The heat makes me restless. Let’s go for a ride, I tell my son.
I use my father’s words. “Let’s go for a ride,” he’d say, and we’d scramble for our shoes. We only went for rides late in the day. Any earlier and it’d be too hot in the station wagon, and I don’t remember my dad ever viewing air conditioning as an option. That’s why God made windows.
“Let’s go for a ride” had any number of meanings to a bored kid in a small town. It meant driving up to the mesa, past the dump and beyond the paved road into the flatlands that hid arroyos and jackrabbits and roadrunners. It meant rolling past farms where the air smelled like dust and hay. It meant sticking your arm out the window and letting the wind buffet your hand, fingers riding a current while you half-listened to your parents talk. The ride allowed you to imagine what they must have been like when they were young — though they were still young then; you just didn’t know it.
He must have won her heart with his humor, you’d think, and right then she’d laugh, turning toward the open window, letting the wind blow her hair back.
“Let’s go for a ride” meant driving over the railroad tracks and across the river and realizing that even the familiar can be strange. Most of all, it meant pulling up to one of my parents’ friends’ houses unannounced. The adults would visit. The kids would play late into the evening.

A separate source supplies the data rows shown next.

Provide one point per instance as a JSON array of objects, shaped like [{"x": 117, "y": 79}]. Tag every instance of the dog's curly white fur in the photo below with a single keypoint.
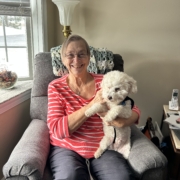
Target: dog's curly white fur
[{"x": 116, "y": 86}]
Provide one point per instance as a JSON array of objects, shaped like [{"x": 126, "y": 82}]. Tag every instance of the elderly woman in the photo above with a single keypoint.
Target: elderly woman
[{"x": 75, "y": 137}]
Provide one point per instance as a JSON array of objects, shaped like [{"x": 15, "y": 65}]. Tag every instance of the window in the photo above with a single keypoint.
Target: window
[{"x": 15, "y": 36}]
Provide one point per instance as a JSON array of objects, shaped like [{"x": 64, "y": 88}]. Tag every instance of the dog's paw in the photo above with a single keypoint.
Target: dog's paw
[
  {"x": 128, "y": 103},
  {"x": 88, "y": 113},
  {"x": 107, "y": 118},
  {"x": 98, "y": 153}
]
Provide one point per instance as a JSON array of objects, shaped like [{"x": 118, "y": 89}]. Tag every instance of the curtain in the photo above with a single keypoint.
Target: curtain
[{"x": 15, "y": 7}]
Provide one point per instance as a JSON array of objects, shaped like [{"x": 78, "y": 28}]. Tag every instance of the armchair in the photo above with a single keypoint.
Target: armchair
[{"x": 29, "y": 159}]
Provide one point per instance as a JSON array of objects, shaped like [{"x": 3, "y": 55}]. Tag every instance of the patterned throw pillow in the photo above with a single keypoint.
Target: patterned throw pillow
[{"x": 101, "y": 61}]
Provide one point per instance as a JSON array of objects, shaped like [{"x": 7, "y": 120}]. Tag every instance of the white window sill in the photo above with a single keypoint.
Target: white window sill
[{"x": 10, "y": 98}]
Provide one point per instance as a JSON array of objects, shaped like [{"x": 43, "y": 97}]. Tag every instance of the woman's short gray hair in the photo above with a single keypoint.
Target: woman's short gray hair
[{"x": 71, "y": 39}]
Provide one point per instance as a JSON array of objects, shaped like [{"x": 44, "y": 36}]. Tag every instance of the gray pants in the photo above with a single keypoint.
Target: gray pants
[{"x": 68, "y": 165}]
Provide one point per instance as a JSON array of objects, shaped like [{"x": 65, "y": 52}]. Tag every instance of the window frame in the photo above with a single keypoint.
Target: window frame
[
  {"x": 38, "y": 34},
  {"x": 28, "y": 47}
]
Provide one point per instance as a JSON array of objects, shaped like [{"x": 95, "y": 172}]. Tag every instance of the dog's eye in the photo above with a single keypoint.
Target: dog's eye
[{"x": 117, "y": 89}]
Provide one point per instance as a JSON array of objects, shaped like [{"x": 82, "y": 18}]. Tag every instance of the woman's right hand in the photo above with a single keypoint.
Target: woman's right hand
[{"x": 98, "y": 98}]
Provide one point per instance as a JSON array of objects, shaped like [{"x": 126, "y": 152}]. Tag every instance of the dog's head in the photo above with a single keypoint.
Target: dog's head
[{"x": 116, "y": 86}]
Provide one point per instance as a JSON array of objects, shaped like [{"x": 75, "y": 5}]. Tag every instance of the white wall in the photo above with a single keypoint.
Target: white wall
[{"x": 147, "y": 35}]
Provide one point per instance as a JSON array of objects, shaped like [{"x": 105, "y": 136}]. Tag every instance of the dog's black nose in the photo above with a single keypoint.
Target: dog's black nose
[{"x": 109, "y": 97}]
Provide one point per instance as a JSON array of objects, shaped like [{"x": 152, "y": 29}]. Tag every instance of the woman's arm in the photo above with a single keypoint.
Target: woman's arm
[
  {"x": 77, "y": 118},
  {"x": 60, "y": 124}
]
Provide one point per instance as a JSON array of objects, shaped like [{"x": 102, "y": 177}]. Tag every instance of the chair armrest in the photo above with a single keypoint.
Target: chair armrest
[
  {"x": 144, "y": 155},
  {"x": 28, "y": 159}
]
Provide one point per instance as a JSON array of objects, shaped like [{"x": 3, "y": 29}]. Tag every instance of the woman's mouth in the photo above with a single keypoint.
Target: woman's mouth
[{"x": 77, "y": 66}]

And since this was the practice in my New Mexican town, it meant that if we weren’t going for a ride that weekend, someone else was. At any moment, they might knock on the door and come spilling into the house and, just like that, a slow summer day was full of possibility.
Do people make unannounced visits like that anymore? I mean, outside towns with newspapers that tell you Beth and Charlie’s grandchildren are out for the summer. My aunt and uncle in New Mexico are still hard at it. They take weekend drives and stop along the way to see folks. My auntie called me once to say she and my uncle were coming to Denver to visit. “We’re just leaving Pueblo,” she said. An hour and a half’s notice. It had to be unprecedented.
I imagine some people would think the practice of such visits rude, an imposition that forces the body into action and the mind to race: Is the bathroom clean? Do we have anything other than milk and water to drink? I’m right in the middle of a “CSI” marathon.
We are busy. We have schedules now, and people with schedules are people with routines, and people with routines become people who don’t really like to see them disturbed. Unless, of course, we have planned for disturbances, and we call those “play dates.” We telephone instead of visit, text instead of call. We invite isolation and then lament it.
I rarely visit anyone unannounced these days. Not even my sister. A pity, that. The unannounced visits of friends and family offered a chance to be surprised again. Not simply by their presence at the door but by gaiety and spontaneity, of which there are far too little. A planned visit requires preparation on the part of the host and guest. Getting prepared is akin to girding oneself, protected behind the social face.
It always seemed to me that one reason my parents’ friendships were so strong and lasting was that they had long since abandoned that face. They answered the door as they were, as they are.
Where are we going? my son asks. I don’t know, I tell him, but already I am meandering toward the home of an elderly couple I know and love. Both are in their 80s.
“Walking on thin ice,” the old man likes to say, before he’s off to fix a tenant’s faucet.
Sixty-seven years they’ve been married. They bicker, then get on with the day just like my grandma and grandpa did. You start with love and then add give-and-take, and that’s how you get here, the man says.
I nearly talk myself out of stopping when I see the lights on in the living room and the old man outside watering. I pull over. She comes to the door in her house dress and holds my face in her hands — where have you been? — and then leads me to the couch.
I’m not doing too well, she says. “It’s my heart. I could go any day now, but before I do, I want to get this couch reupholstered.”
What for? her husband says. She shoots him a look and says, “I don’t want to leave you with this dirty couch.” I don’t care, he says. “I do,” she says. “I want you to have a nice couch and drapes, too. Look at those drapes. They’re gray.” I think they look fine, her husband says.
They go back and forth and ask my opinion, and I offer it and think, this is the gift of the unplanned visit. One moment, otherwise unwitnessed, in which a woman tries to tell the man with whom she has spent her life that she still loves him.